From the machine to the menu

Andy's frozen custard machine. Andy's frozen custard machines. 

Another aspect that sets Andy’s apart from similar concepts is the machines that they use.

“I think our quality is different. We have two manufacturers that custom-make our machines for us to our specs. It takes 6-8 weeks to build a machine. That level of dedication there is really entirely different. There’s nobody who uses our machine or is doing anything like that,” he said.

The machines are also expensive. Kuntz noted that they cost around 75k each, and there are two machines in every store: one for chocolate custard and one for vanilla.

At Andy’s, custard is served within one hour of when it’s made and everything on the menu is made from a base of vanilla or chocolate.

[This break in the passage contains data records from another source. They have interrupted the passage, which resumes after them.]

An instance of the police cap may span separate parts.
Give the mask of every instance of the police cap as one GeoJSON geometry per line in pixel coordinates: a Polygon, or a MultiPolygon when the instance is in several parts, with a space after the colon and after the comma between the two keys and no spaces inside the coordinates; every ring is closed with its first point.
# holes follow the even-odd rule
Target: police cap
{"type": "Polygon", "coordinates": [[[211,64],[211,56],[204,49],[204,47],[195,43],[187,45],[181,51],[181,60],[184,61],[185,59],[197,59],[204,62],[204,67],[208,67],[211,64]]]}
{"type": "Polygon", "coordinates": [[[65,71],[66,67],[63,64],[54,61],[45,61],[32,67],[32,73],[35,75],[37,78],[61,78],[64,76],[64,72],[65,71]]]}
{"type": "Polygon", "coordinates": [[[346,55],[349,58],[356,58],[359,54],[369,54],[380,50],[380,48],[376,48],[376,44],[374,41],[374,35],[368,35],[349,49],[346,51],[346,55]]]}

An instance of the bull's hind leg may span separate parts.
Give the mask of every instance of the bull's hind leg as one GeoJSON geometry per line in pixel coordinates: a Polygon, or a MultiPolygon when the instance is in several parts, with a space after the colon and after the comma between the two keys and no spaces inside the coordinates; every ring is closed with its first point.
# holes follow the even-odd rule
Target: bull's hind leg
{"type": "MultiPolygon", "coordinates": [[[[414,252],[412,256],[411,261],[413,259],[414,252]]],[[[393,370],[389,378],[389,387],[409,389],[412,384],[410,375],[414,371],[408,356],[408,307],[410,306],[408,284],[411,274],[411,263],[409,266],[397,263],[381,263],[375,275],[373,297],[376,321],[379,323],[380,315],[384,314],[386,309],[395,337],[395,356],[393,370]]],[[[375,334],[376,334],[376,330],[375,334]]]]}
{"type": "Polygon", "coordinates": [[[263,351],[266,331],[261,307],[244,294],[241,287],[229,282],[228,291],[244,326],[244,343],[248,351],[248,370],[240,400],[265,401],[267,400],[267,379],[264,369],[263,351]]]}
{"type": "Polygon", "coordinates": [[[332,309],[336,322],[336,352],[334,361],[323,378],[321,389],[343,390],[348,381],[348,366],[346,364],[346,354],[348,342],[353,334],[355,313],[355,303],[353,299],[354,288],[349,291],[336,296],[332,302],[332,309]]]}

Simplicity, Kuntz noted, is key. While Andy’s started off with a limited food menu, that changed when Kuntz said his family noticed that most of the concept’s sales were coming from the custard.

“There’s old saying, do one thing great or a lot of things so-so, you know. We chose to do one thing and do it very well. And we’re very focused on the product,” Kuntz said.

On offer at Andy’s are traditional treats such as sundaes, shakes and malts, as well as concretes, a blend of frozen custard and a customer’s choice of toppings. One popular concrete is the Boot Daddy: vanilla or chocolate custard blended with Oreos, caramel and hot fudge. Another unique option is a Jackhammer, a concrete with a hole that’s filled with caramel or hot fudge. The James Brownie Funky Jackhammer, for example, is frozen custard blended with peanut butter and brownies, then filled with hot fudge.

Andy's Frozen Custard offerings.

Three of Andy's menu offerings. 

Kuntz says Andy’s is looking forward to “controlled growth.” The goal for this year is to open around 25 new stores by the start of 2024. Andy’s is halfway to that goal so far, with around 12 new openings this year.

“I feel like in the last six months, I feel like things have changed a little bit. I would say for the better for the most part for us. It’s still an uncertain world, but I do feel like it has leveled out and we don’t see that as such a fear as it was maybe a year ago,” said Kuntz.